Livable Raleigh has not taken a position on the bond question. We do observe that the Greater Raleigh Chamber of Commerce is for it, and by a 7-1 margin, the City Council is for it. 


We published Bob Geary’s thoughts on the bond issue earlier —  they are here.  He’s not a fan.

Today, the Wake County Housing Justice Coalition issued a statement opposing the bond issue. We share it with you below.

“The Wake County Housing Justice Coalition recommends that voters in Raleigh reject City Council’s proposed $80 million housing bond, which is on the Nov. 3 election ballot. We do so in the conviction that the bond program, though labeled “affordable housing,” is intended primarily to assist moderate-income households instead of the low-income households who find themselves in a housing crisis.

“Our analysis is that, of the $80 million to be spent, just $16 million is targeted to those with the greatest need for housing assistance, which according to the city’s own Consolidated Housing Plan are residents and households with incomes 30% or less of the Area Median Income* (AMI).

“The Plan states that 16,685 households in Raleigh with incomes of 30% AMI or below currently pay more than half their income in rent.

“This, above all, IS the affordable housing crisis in Raleigh.

“Unfortunately, the bond program fails to address it. 


“Here are the facts:

      • Raleigh currently spends about $9 million a year** to subsidize housing for moderate-income households, generally defined as having incomes up to 60% of AMI, and up to 80% in some cases. The money comes from the “Penny for Housing” property tax and annual Community Development Block Grant funding from Washington. None of it is bond money.
      • Council’s proposal for the bond, if it passes, is that a substantial portion of the $80 million would also be used to assist moderate-income households. The exact figure is unknowable because Council has failed to establish clear policy directives.
      • Low-income households benefit very little from current Raleigh housing programs; even so, just $16 million of the $80 million bond plan is specifically focused on low-income needs.
      • Most of Raleigh’s spending to help moderate-income households takes the form of subsidies to developers building market-rate housing. The bond package would add to these subsidies.
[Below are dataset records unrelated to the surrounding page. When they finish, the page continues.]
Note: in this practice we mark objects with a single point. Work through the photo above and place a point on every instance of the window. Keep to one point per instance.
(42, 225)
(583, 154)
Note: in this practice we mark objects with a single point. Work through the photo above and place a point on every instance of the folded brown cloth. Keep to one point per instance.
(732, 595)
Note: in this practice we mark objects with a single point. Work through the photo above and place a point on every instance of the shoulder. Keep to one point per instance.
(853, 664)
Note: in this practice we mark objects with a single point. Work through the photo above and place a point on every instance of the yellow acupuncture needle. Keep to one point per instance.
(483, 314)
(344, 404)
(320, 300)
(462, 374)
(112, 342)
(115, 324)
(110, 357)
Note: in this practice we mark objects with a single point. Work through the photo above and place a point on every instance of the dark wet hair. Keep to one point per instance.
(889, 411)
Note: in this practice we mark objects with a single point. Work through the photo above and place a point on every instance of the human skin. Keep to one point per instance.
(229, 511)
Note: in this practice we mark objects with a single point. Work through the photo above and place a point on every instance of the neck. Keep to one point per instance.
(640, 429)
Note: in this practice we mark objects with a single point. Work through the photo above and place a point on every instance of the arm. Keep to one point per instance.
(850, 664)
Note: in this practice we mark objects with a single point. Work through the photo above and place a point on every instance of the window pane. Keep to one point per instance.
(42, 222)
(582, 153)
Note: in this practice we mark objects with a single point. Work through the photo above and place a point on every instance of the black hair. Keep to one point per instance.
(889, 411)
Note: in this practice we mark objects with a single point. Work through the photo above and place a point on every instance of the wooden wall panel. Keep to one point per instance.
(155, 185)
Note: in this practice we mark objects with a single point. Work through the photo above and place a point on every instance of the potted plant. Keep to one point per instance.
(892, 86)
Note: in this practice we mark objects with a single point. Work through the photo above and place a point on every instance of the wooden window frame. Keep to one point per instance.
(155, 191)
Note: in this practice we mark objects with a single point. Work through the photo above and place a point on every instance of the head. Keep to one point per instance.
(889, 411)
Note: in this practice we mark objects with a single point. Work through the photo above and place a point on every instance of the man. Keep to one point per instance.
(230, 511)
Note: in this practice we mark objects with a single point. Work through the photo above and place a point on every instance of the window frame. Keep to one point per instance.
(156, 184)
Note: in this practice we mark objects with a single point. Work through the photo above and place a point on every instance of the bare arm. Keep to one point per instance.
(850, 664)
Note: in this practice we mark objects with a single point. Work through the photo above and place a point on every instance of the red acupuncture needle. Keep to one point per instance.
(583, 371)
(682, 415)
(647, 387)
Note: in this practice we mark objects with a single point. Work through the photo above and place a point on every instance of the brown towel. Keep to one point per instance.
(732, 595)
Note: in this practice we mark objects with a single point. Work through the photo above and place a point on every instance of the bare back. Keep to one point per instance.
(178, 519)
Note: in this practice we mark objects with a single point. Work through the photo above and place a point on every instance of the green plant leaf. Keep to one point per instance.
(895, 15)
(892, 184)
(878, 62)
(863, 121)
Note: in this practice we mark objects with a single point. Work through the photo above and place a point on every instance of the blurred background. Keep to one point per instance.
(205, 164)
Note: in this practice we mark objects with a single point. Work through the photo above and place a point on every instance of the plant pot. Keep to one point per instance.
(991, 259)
“We believe it is a failure of leadership, and a slap in the face of Raleigh’s stated efforts to achieve equity in our programs, to expand help for those who have more while short-changing those who have less.


 “Proponents of the bond, while conceding that it doesn’t do enough for those in the greatest need, argue that it is “better than nothing.” But is it? Raleigh’s last housing bond issue passed in 2011. If this one passes, we may not get another chance in this decade to pass a truly progressive bond package.
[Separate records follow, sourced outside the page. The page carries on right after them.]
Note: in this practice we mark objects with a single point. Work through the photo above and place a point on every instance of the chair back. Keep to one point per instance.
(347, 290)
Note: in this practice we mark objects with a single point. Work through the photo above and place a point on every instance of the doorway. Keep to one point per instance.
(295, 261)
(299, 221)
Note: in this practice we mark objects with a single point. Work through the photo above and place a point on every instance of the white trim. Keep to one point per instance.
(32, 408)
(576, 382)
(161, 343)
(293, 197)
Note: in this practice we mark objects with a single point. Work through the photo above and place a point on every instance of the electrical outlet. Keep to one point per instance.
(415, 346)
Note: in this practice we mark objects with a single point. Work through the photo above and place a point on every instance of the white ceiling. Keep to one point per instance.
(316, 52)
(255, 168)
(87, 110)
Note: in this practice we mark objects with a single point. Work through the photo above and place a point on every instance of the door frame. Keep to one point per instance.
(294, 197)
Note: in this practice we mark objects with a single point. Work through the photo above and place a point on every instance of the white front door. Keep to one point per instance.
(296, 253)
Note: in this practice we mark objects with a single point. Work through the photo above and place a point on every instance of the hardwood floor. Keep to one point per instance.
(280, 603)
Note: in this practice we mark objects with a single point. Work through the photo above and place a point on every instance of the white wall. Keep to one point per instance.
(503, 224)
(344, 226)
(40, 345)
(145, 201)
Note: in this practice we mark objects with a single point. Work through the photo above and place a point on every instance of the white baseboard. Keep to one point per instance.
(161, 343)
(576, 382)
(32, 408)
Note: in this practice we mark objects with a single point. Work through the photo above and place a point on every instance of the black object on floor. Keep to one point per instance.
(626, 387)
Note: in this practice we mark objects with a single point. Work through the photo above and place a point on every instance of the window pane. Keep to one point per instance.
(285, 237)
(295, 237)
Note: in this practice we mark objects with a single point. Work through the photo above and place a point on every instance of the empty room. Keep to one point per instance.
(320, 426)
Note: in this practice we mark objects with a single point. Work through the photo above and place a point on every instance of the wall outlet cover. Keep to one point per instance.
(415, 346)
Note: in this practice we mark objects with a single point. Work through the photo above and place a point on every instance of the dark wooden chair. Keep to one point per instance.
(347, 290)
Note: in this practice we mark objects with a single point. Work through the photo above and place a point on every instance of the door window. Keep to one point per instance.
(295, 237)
“On the other hand, if this weak bond fails, City Council should go back to the drawing board immediately and put together a plan worth voting for in time for the 2021 elections—one that targets the needs of those earning 30% of AMI and below.

“A progressive plan would include:

      • Detailed policy commitments to aid low-income households and individuals.
      • Policy reforms to stem the ongoing gentrification of historically low-income African-American communities.
      • An oversight committee, with representation from impacted communities, to monitor spending for all city housing programs.

“Moderate-income households merit help. But they don’t merit the lion’s share of city funding while low-income folks go begging.

“The ‘better than nothing’ attitude is not only NOT better, it’s what holds us back from doing what’s right.

“Regardless of how the bond referendum turns out, our Coalition is committed to stay in the fight for housing justice.”



* Annual median income in the Raleigh-Cary metro is $94,100 a year for a family of 4.

** Over the past 5 years, according to the city’s Department of Housing and Neighborhoods, data, Raleigh spent some $46 million to subsidize the construction of 2,809 apartment units. Of the total, 2,390 units were targeted at the moderate-income range (60-70% AMI). Just 87 units were intended to be affordable by our lowest-income families (30% AMI or less).